A third new feature, portal customization, gives administrators the ability to set what front page different users or groups will see when they log onto the site. The admin could create one front page with internal information for the in-house employees, a second with product and purchasing information for vendors, and a third with constantly updated pricing information for the sales team in the field.
With a few simple pulldown menus, the admin can set which page users see when they first log in, and also what type of site information is presented to them. You can turn on HyperOffice's collaboration features-such as e-mail and document management-for your employees, while making sure your customers won't see those options. You can also customize the pages' content by choosing from a long list of news feeds. The portal customization option should be available to HyperOffice users in less than a month.
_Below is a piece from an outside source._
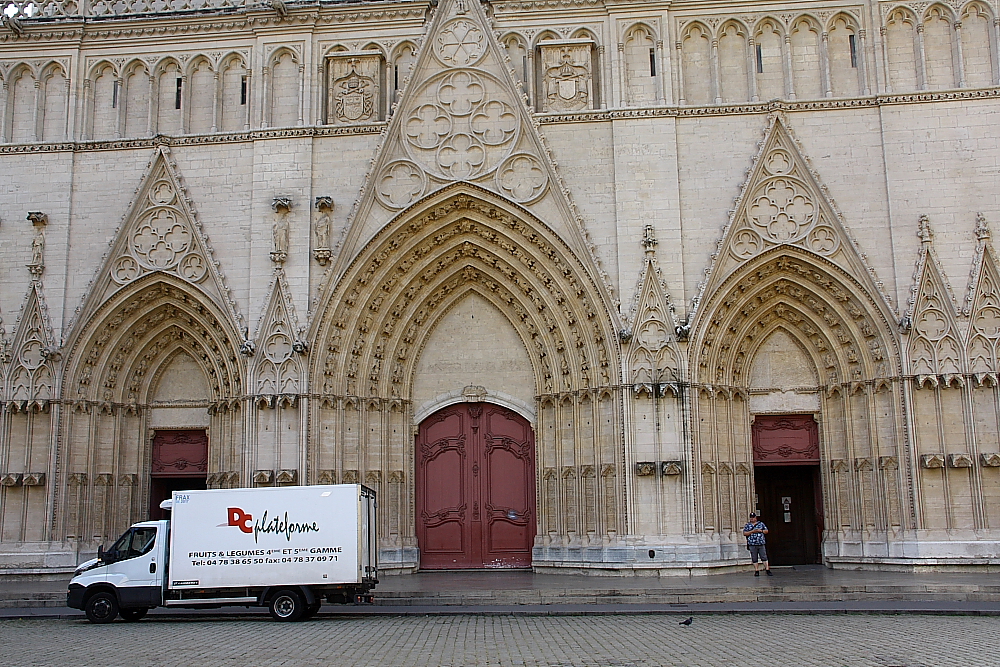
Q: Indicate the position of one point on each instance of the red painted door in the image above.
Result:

Finally, a new feature called interlinking promises to extend HyperOffice's already significant collaboration tools. With interlinking, customers will be able to create two-way links between elements stored in HyperOffice. For example, you could create a meeting in the calendar tool and then create links to everyone who will attend the meeting. Or you could attach documents stored in HyperOffice to your to-do list, this way you remember when they need to be updated. Interlinking will also let you create outside links, such as to other Web sites. This feature should be available by mid-February.
With HyperOffice's new interlinking feature, users can quickly create two-way links between elements stored in HyperOffice.